‘Dilini kaybetmiş, çaldığı sözcüklerle kendini ifade eden insanlar...’
Latife Tekin
***
‘Emir demiri keser’ dedi eski Ankara ‘belediye başkanı’.
Eski Ankara belediye başkanı veda konuşmasını icraatlarını sıralayarak yapıyor. Hızlı hızlı not alıyorum. Tarihi bir konuşma olup olmadığı tartışılır ancak benim ilerde yazacağım bir romanda bolca faydalanabileceğim cümleleriyle pek ilgi çekici bir konuşma bu.
23 buçuk yıl boyunca Ankara’yı Ankara olmaktan çıkaran bu icraatın sahibinin kendini öve öve bitiremediği konuşmasında arada sırada takıldığı satırlar var. O zaman şöyle bir cümleyle karşılaşıyoruz: ‘Bir daha okuyorum!’ O bir daha okurken kendi kendime soruyorum. ‘Madem bu kadar başarı mevcut, neden o zaman şalterler indirildi?’

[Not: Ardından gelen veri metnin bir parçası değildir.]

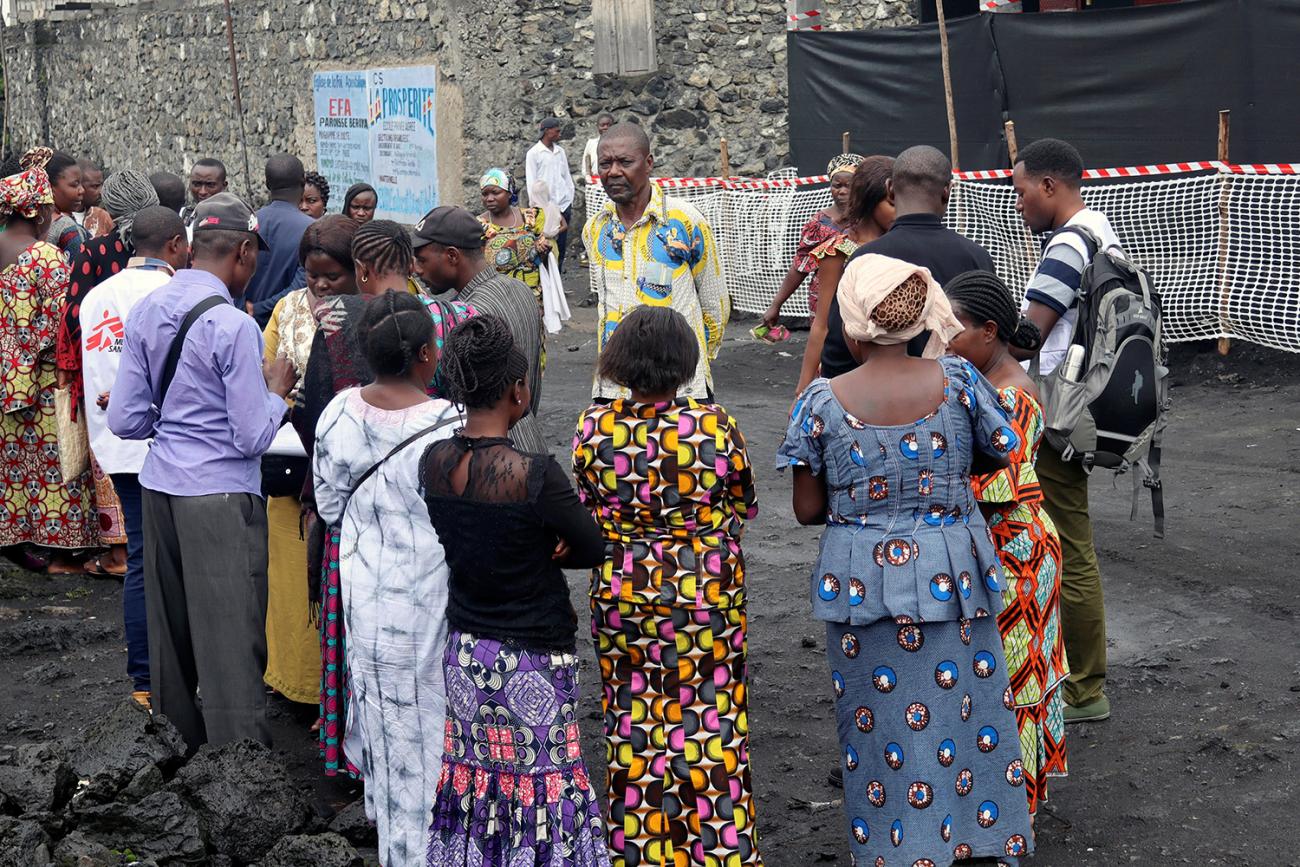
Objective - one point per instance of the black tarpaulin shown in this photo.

Eski Ankara belediye başkanı Ankara’nın içindeki yeşilden, yeşilin içindeki Ankara’ya nasıl geldiklerini anlatıyor. Buradaki husus önemli. Eski Ankara belediye başkanının yeşilden anladıklarıyla, ağaçla kurulu bir çevre anlamında ciddi bir uçurum olduğu kesin. Bakınız ODTÜ’deki ağaç kıyımı. Kısaca emirin demiri kesmesi olmasa da sözcüklerin sözcükleri kestiği kesin!

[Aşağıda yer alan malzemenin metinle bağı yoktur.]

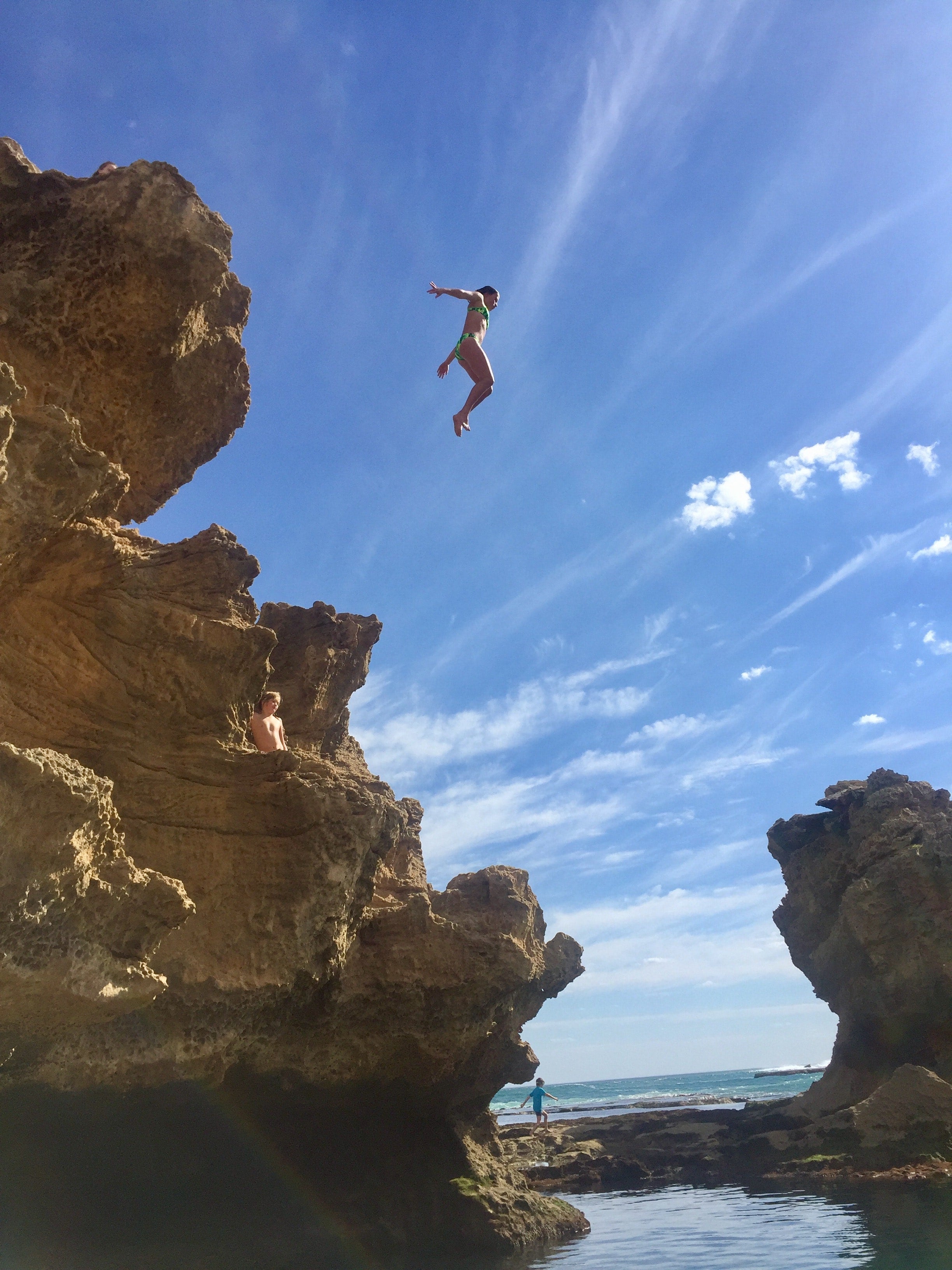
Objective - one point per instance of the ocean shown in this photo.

Gelelim bir diğer ‘sözcüksel’ hususa. Eski Ankara belediye başkanının herkesi kucakladığını savladığı konuşmasında herkesten ne anladığı da müphemliğini koruyor. Kendi gibi olanın, kendi gibi yanında duranın ‘herkes’ olamayacağını, elbette o da, 23 buçuk yıllık tecrübesinde kendi kendine bir şekilde kanıtlamıştır (Acaba?). En azından bundan sonrasında kendi kendine kanıtlamaya zamanı olacaktır. Örneğin İslamcı ve muhafazakâr Ankaralı’nın dışındaki Ankaralı’ya nasıl bir yaklaşım sergilendiği konusunda hafızalarını diri tutanlar bunu fazlasıyla hatırlamaktadır. Herkes sözcüğü, herkesi kuşatır. Benden olanı ya da olmayanı değil; herkesi. Ne diyeyim, belki bir vesileyle, eski Ankara belediye başkanı da bunu düşünür... Ne diyelim, dualarımız bu yöndedir.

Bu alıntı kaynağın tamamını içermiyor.